In modernity we experience a "flatness" in life. Lacking depth or height life is just one damn thing after another. Under the naturalizing eye of modern science no atom is any more sacred than any other atom. They are all the same, interchangeable.
Enchantment, as I've often described it here, is the process of experiencing existential texture, depth and elevation. Enchantment is the experience of the holy, sacred, and divine.
The world is enchanted through rituals of hallowing. When we hallow we declare events, experiences, places, things and people to be holy and sacred, set apart and elevated from the regular flat flow of events where it's just one damn thing after another. Rituals of hallowing sacralize life in the hermeneutical act of boldness to declare "This is holy ground!" or "This is the gateway of heaven!" or "Surely God is in this place!"
Enchantment, then, is a hermeneutical activity, a way of re-reading, re-interpreting, re-describing and re-narrating our lives. Enchantment takes something "ordinary" and reads it as "extraordinary." Enchantment takes something "common" and reads it as "sacred." More from James Smith:
[In Acts 2] Peter stood up and boldly proclaimed: "This is God! This is what the prophets spoke about! This is what we've been waiting for! This is the Spirit!" Such a claim required a unique hermeneutic able to nimbly respond to the advent of surprise, as well as a kind of hermeneutical courage to make such a claim.This is how I understand enchantment in my life at Freedom. Enchantment is the courage to read the world in a certain way. Enchantment, from Pentecost on, is hermeneutical boldness responding to the advent of surprise. Enchantment is the courage to read the divine in mundane happenings. Enchantment is the courage to read resurrection in the midst of death.
Enchantment is the courage to declare that this--this moment, this face, this life, this pain, this sorrow, this joy, this place, this time, this people, this tear, this touch--that this is holy and sacred and divine.
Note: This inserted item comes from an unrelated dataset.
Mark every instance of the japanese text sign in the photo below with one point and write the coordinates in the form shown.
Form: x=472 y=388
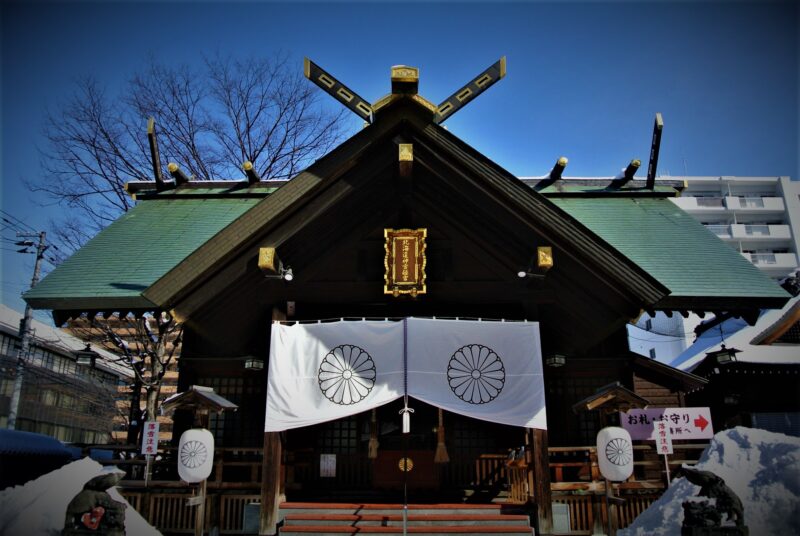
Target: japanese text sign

Enchantment is the hallowing of life, your life and mine, re-reading, re-describing, re-interpreting and re-narrating the world through prayer and the laying on of hands and the preaching of the Word. Hallowing through the water and the ashes and the bread and the wine and the oil and the incense. Hallowing through the song and the dance and the raised hand and the bended knee and the silence and the fasting and the washing of feet. Hallowing through the church as she is gathered as she is blessed as she is consecrated as she is commissioned and as she is sent.